Chapter 9: AWS EC2 Instance Types

AWS Cloud EC2 Instance Types.

If EC2 is your “cloud computer rental service” (as we covered last time), then instance types are the different models/specs of those virtual computers. AWS doesn’t give you one generic laptop — they give you hundreds of options, like choosing between a budget phone, gaming rig, server-grade machine, or AI supercomputer.

This is super important because picking the wrong type wastes money or slows your app. Beginners often start with free-tier t3.micro, but real projects need smart choices. Let’s break it down like a real teacher — analogies, naming secrets, families/categories, processor options (Graviton vs Intel vs AMD), examples from Hyderabad/India, and how to pick in 2026.

1. What Are EC2 Instance Types? (Simple Definition)

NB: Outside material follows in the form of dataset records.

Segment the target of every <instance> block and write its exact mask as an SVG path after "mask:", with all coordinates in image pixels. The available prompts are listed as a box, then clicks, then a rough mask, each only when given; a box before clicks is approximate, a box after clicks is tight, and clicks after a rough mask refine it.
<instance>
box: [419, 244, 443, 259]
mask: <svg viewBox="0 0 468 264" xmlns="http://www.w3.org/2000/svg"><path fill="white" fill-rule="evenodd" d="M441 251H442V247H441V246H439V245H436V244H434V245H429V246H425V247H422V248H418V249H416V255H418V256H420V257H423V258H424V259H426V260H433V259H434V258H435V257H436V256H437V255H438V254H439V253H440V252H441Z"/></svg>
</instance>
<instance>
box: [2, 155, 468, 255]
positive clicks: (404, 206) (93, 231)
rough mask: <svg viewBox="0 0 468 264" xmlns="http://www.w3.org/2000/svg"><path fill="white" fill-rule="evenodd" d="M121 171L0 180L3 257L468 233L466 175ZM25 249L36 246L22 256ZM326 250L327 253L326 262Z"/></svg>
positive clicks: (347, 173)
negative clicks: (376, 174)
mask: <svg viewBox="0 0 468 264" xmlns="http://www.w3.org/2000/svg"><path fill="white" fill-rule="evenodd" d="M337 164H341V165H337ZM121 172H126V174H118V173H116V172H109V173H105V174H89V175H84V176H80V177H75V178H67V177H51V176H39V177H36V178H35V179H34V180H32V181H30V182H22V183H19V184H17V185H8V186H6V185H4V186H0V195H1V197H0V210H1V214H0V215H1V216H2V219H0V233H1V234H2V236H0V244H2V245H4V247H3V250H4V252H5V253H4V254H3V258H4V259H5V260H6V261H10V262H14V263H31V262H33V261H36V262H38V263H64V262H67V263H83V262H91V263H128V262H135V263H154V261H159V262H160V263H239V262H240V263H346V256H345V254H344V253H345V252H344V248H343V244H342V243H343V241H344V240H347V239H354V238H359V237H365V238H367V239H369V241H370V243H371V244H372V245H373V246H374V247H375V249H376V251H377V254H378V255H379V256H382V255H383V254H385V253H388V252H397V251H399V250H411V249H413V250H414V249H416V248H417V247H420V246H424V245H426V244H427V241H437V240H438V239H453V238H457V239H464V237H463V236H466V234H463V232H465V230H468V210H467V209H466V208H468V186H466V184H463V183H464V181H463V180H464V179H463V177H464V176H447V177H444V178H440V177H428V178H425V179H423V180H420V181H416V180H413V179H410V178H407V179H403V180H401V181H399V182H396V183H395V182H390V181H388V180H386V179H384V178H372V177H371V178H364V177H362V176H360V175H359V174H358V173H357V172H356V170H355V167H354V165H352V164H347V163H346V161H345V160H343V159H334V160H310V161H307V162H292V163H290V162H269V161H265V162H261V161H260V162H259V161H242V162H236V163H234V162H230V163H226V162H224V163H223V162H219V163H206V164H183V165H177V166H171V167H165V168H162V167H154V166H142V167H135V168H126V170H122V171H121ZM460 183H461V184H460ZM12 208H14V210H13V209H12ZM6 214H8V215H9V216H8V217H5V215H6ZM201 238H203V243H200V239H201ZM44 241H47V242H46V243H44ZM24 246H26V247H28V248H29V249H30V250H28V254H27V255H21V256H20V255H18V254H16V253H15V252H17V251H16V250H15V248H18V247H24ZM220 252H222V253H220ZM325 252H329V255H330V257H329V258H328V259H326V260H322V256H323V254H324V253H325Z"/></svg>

EC2 instance type = a specific configuration of CPU, RAM (memory), storage options, network speed, and special hardware (like GPUs) that defines your virtual server’s power.

  • Each type belongs to a family (e.g., M = general purpose, C = compute optimized).
  • Families have generations (higher number = newer/better, e.g., M8 > M7 > M6).
  • Within a family/generation, there are sizes (nano, micro, small, medium, large, xlarge, 2xlarge, up to metal-96xl for huge bare-metal servers).

Naming pattern (very useful to decode):

m8g.4xlarge

  • m = family (general purpose)
  • 8 = generation (8th gen, latest in 2026)
  • g = processor modifier (Graviton ARM)
  • .4xlarge = size (4× large = 16 vCPU, 64 GiB RAM typically)

Other modifiers:

  • g = AWS Graviton (ARM, best price/performance ~20–40% cheaper)
  • i = Intel Xeon
  • a = AMD EPYC (often 10% cheaper than Intel)
  • d = local NVMe SSD instance storage
  • n = enhanced networking (higher bandwidth)

Analogy: Think of buying a car in India:

  • Family = sedan (M), SUV (R for memory), sports car (C for compute), truck (I for storage)
  • Generation = 2026 model year (M8 = latest)
  • Processor = engine type (Graviton = efficient electric, Intel = reliable petrol, AMD = value diesel)
  • Size = engine power/seats (micro = scooter, metal = 18-wheeler truck)

2. Main Categories/Families of EC2 Instance Types (2026 Overview)

AWS groups them into 5–6 big categories. Here’s the current landscape (from AWS docs & site as of Feb 2026):

Category Letter/Family Best For (Workloads) Key Families (Latest in 2026) Processor Options Price/Perf Tip (India)
General Purpose M, T, Mac Balanced: web/apps, dev/test, small DBs, microservices M8g/M8i/M8a, M7g/M7i, T4g/T3, Mac (Apple silicon) Graviton4/3, Intel Sapphire Rapids, AMD EPYC, Apple M-series Start here! Graviton g versions 20–40% cheaper
Compute Optimized C High CPU: batch jobs, video encoding, gaming servers, scientific modeling C8g/C8i/C8a, C7g/C7i, C6gn (high network) Graviton4, Intel, AMD Great for CPU-heavy apps like data processing
Memory Optimized R, X, U, Z High RAM: big databases (Redis, SAP), in-memory analytics, caches R8g/R8i/R8a, X8g, U7i (ultra-high mem up to 32 TB), z1d Graviton4, Intel, AMD For apps that load huge datasets into RAM
Storage Optimized I, Im, Is, D High I/O: NoSQL (Cassandra), data warehousing, logs I8g/I8i, Im4gn/Is4gen (high ratio storage) Graviton, Intel Local NVMe SSDs for fast reads/writes
Accelerated Computing G, P, Trn, Inf GPU/ML/HPC: training/inference, rendering, genomics G6/G5, P5/P6 (NVIDIA Blackwell/Hopper), Trn2 (Trainium), Inf2 NVIDIA GPUs, AWS Trainium/Inferentia For AI/ML — P5 huge for large models
HPC Optimized Hpc Supercomputing: simulations, weather modeling Hpc8a, Hpc7g AMD/Graviton Research & engineering sims

2026 highlights:

  • Graviton4 (g suffix in M8g, C8g, R8g, etc.) — best price/performance, up to 30% better than previous.
  • Newer: M8azn (AMD-based general purpose), C8id (Intel + local SSD), etc.
  • Apple Mac instances (Mac2-m2, Mac-m4pro) for iOS/macOS dev/testing.
  • Free tier: t3.micro / t4g.micro (burstable, great for learning).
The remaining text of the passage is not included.